The world of open-source software continues to let companies distinguish themselves from generative AI giants like OpenAI and Google. On Wednesday, data warehousing cloud vendor Snowflake announced an open-source AI model the company says can be more efficient than Meta's recently introduced Llama 3 at enterprise tasks, such as SQL coding for database retrieval.
Also: AI21 and Databricks show open source can radically slim down AI
The large language model (LLM), called Arctic, is "on par or better than both Llama 3 8B and Llama 2 70B on enterprise metrics, while using less than half of the training compute budget," Snowflake claims on its GitHub repository.
(An "AI model" is the part of an AI program that contains numerous neural net parameters and activation functions that are the key elements for how an AI program functions.)
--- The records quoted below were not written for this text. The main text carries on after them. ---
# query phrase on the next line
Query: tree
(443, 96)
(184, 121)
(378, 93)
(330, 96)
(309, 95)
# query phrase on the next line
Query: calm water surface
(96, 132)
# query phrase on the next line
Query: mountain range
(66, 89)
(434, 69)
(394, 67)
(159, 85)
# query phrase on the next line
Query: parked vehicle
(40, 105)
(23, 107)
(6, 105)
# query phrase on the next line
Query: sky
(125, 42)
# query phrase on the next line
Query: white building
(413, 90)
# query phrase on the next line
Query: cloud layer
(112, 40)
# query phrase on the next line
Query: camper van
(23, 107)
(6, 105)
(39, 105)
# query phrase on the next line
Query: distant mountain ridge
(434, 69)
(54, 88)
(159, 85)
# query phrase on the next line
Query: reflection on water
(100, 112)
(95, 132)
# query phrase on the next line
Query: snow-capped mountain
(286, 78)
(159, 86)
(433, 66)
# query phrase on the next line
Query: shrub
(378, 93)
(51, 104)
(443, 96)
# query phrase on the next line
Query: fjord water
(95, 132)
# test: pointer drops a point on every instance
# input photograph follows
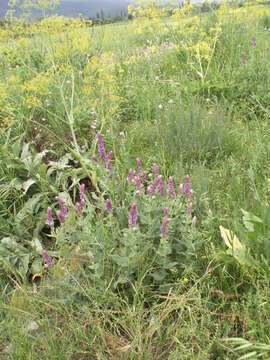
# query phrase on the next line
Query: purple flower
(161, 186)
(139, 165)
(62, 205)
(187, 187)
(78, 207)
(171, 187)
(244, 58)
(133, 216)
(164, 226)
(47, 259)
(62, 213)
(155, 168)
(150, 190)
(109, 156)
(50, 222)
(82, 193)
(101, 148)
(138, 183)
(109, 205)
(166, 211)
(61, 216)
(189, 208)
(144, 176)
(131, 174)
(180, 189)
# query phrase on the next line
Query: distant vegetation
(86, 8)
(135, 185)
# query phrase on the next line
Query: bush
(129, 230)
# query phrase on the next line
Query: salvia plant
(126, 228)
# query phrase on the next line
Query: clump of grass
(195, 133)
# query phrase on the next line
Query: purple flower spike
(62, 205)
(101, 148)
(131, 174)
(109, 156)
(138, 183)
(244, 58)
(193, 222)
(139, 165)
(61, 216)
(161, 186)
(150, 190)
(171, 187)
(109, 205)
(189, 208)
(47, 259)
(187, 187)
(166, 211)
(164, 227)
(144, 176)
(180, 189)
(155, 169)
(50, 222)
(133, 216)
(78, 208)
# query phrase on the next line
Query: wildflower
(161, 186)
(166, 211)
(50, 222)
(144, 176)
(180, 189)
(138, 183)
(171, 187)
(61, 216)
(82, 193)
(78, 207)
(164, 226)
(47, 259)
(150, 190)
(187, 187)
(109, 205)
(189, 208)
(62, 213)
(62, 204)
(101, 148)
(133, 216)
(131, 175)
(139, 165)
(155, 168)
(244, 58)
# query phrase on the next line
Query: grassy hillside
(134, 187)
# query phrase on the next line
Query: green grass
(111, 292)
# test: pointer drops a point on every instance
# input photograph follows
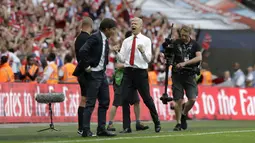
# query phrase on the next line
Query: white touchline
(144, 137)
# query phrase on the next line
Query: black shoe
(80, 132)
(141, 126)
(105, 133)
(87, 133)
(184, 124)
(157, 128)
(177, 127)
(127, 130)
(110, 128)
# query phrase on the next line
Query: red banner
(17, 104)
Snowflake has released all of Arctic's parameters and model code under the Apache 2.0 open-source license, along with the "data recipe" for training proposed by the company, and a collection of research insights. A Hugging Face repository is available as well.
The Artic program is available immediately from Snowflake as an inference service on its Cortex offering. Artic will be available on Amazon AWS, Hugging Face and other venues, said Snowflake.
"This is a watershed moment for Snowflake, with our AI research team innovating at the forefront of AI," Snowflake CEO Sridhar Ramaswamy said in prepared remarks.
Snowflake emphasizes Arctic's ability to hold its own against Llama 3 and DBRX, not simply on enterprise tasks but also on common machine learning benchmarks such as the "MMLU" textual understanding task:
Similarly, despite using 17x less compute budget, Arctic is on par with Llama3 70B in enterprise metrics like Coding (HumanEval+ & MBPP+), SQL (Spider) and Instruction Following (IFEval). It does so while remaining competitive on overall performance, for example, despite using 7x less compute than DBRX it remains competitive on Language Understanding and Reasoning (a collection of 11 metrics) while being better in Math (GSM8K).
Snowflake has yet to publish a formal paper, but the company has offered some technical details on GitHub. The approach taken by Snowflake's AI leads -- Yuxiong He, Samyam Rajbhandari, and Yusuf Ozuysal -- is similar to an approach taken recently by database vendor Databricks with its DBRX LLM and by AI startup AI21 Labs with its Jamba LLM.
Also:How Meta's Llama 3 will be integrated into its AI assistant
The approach combines a traditional transformer attention-based model with what's called a "mixture of experts" (MoE), an LLM approach that shuts off some of the neural weights to conserve computing and memory needs. MoE is among the tools that Google used for its recent Gemini LLM.
Snowflake calls its variant a "Dense - MoE Hybrid Transformer" and describes the work as follows:
Arctic combines a 10B dense transformer model with a residual 128x3.66B MoE MLP resulting in 480B total and 17B active parameters chosen using a top-2 gating. For more details about Arctic's model Architecture, training process, data, etc.
In place of a formal paper, Snowflake has published two blog posts to discuss the approach and the training procedure as part of an expanding Arctic Cookbook webpage.
There is also a demo of Arctic providing inference, meaning, making predictions, in the form of a chat prompt, on the Hugging Face repository.
Also: I tested Meta's Code Llama with 3 AI coding challenges that ChatGPT aced - and it wasn't good
When asked the Arctic prompt to explain the difference between the two versions of Arctic, "base" and "instruct," it produced a decent summary in a snap, noting that "Arctic Instruct is a variant of the Arctic Base model that is specifically designed for instruction following and task-oriented conversations."
Arctic follows Snowflake's release earlier this month of a family of "text-embedding models," which excel in determining how words are grouped together for retrieval, as used for search.